Al principio todo era mágico. Ella se sentía feliz de estar con el hombre que creía que era el de su vida. Nuria, que así se llamaba, amaba a Eric con todas sus fuerzas. Era una mujer de veinte años, rubia, con ojos pardos, simpática, con un corazón enorme; sus amigas le decían que, de buena, era tonta. Siempre lo daba todo por la gente que quería, pensaba más en los demás que en ella misma. Creía que al final recibiría lo mismo.

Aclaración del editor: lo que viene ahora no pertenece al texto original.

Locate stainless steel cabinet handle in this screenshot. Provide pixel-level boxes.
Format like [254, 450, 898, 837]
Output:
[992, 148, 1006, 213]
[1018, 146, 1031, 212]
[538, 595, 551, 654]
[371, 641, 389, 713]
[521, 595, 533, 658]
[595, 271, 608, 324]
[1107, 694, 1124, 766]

Un día, ella fue a trabajar y conoció a un chico. Era aparentemente atento, cariñoso, guapo, inteligente, divertido: era el chico perfecto. Empezaron a quedar por las tardes y se fueron enamorando. Pero, al cabo de ocho meses, las cosas cambiaron. Nadie creyó las palabras de la chica al contar lo que ocurría. Una historia de lo más espeluznante, una historia que nadie querría experimentar.
Se cansó de llorar y condenó su corazón a una celda, para protegerlo del dolor, para alejarse del peligro.
Al principio, estaban muy ilusionados con su relación, lo daban todo el uno por el otro, pero un día eso cambió. Él empezó a emborracharse de madrugada en madrugada. Le decía que salía con amigos, la mentía y ella lo sabía.
Llegaron los golpes, las palizas, los insultos, no la dejaba salir. Decía que era por su bien, por protegerla, pero en realidad ya no la quería, ya no quería ni sus besos, ni sus abrazos, ni simplemente su amor.
Una de esas noches de borrachera, volvió a casa. Influenciado por las copas que se había tomado en un bar, empezó a pagarlo con ella: le echaba las culpas de que él estuviera así, decía que ella le había hundido la vida, y la chica se sumía en un inmenso dolor. No le dolían los golpes, le dolía mucho más dentro, en el fondo de su corazón. Ella lloraba y él le propinó un golpe con el cenicero de cristal en la cabeza, que la hizo desmayarse. Él se asustó y se dio cuenta de lo que había hecho.
La había matado y, al no poder soportar el dolor que se provocaba a sí mismo, se suicidó.